Distributed Monitoring
This tutorial explains how to run RoboSAPIENS Trustworthiness Checker on multiple nodes of a distributed system in order to collectively monitor an overall property.
Overview
Distributed monitoring splits a single DSRV specification into multiple localised specifications which monitor the part of a specification relevant to a local network node.
Architecture
In distributed monitoring:
- A distribution graph defines which streams are computed on which nodes.
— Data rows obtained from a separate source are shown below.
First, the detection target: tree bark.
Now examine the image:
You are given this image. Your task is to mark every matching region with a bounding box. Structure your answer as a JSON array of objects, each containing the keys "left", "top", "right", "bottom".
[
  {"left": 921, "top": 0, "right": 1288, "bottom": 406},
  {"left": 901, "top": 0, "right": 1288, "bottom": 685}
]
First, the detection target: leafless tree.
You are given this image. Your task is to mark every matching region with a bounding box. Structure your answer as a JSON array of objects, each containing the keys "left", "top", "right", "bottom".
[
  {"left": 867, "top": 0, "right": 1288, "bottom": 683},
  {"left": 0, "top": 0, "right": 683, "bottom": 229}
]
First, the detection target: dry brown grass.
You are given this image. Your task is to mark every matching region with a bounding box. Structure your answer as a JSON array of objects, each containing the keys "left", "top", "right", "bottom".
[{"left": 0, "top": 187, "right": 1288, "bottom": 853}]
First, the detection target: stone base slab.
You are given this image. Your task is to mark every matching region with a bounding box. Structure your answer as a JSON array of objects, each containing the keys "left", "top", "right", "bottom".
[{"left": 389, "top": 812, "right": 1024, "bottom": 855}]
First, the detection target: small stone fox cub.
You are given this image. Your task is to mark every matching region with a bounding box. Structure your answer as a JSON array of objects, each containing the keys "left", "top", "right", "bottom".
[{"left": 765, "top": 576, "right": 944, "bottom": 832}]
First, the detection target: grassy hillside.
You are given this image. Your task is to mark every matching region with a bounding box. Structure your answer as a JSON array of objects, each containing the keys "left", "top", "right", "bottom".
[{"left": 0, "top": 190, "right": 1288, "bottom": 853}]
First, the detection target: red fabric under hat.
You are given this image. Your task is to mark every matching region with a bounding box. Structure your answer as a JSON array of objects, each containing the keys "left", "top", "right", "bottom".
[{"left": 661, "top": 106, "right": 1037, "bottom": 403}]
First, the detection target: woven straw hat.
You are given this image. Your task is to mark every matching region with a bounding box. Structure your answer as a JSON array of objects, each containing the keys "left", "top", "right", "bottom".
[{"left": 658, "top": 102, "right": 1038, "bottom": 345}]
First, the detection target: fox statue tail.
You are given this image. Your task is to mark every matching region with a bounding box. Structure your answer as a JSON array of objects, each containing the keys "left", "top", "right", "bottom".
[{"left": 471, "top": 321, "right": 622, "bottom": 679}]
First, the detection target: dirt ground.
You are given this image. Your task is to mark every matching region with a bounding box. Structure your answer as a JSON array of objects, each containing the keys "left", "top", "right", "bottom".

This may be either static, or dynamically determined via a central node.
- Each local node runs an separate, node-specialized instance of the monitor
- Nodes communicate via MQTT to exchange intermediate results
- The specification is split automatically based on the distribution graph
┌─────────────┐ ┌─────────────┐
│ Node A │◄───────►│ Node B │
│ │ MQTT │ │
│ x, y → w │ │ z, w → v │
└─────────────┘ └─────────────┘
▲ ▲
│ │
└───────────┬───────────┘
│
MQTT Broker
The distributed monitoring system can be used in multiple configurations:
- Static: nodes run independently and are assigned work following a predefined distribution graph which labels each node with a work assignment consisting of a list of streams from the specification.
- Centralised, random: the nodes run at each location and an additional centralised node assigns random work to each node.
- Centralised, constraints: the nodes run at each location and an additional centralised node generates a work assignment which optimised for a number of distribution constraints which limit where each stream of the specification
Static distribution
In this section we will set up a static distribution of a specification across two nodes.
Step 1: Create the Specification
File: simple_add_distributable.dsrv
in x: Int
in y: Int
in z: Int
out w: Int
out v: Int
w = x + y
v = w + z
This specification:
- Takes inputs
x,y,z - Computes intermediate stream
w = x + y - Computes final stream
v = w + z
We'll split this so Node A computes w and Node B computes v.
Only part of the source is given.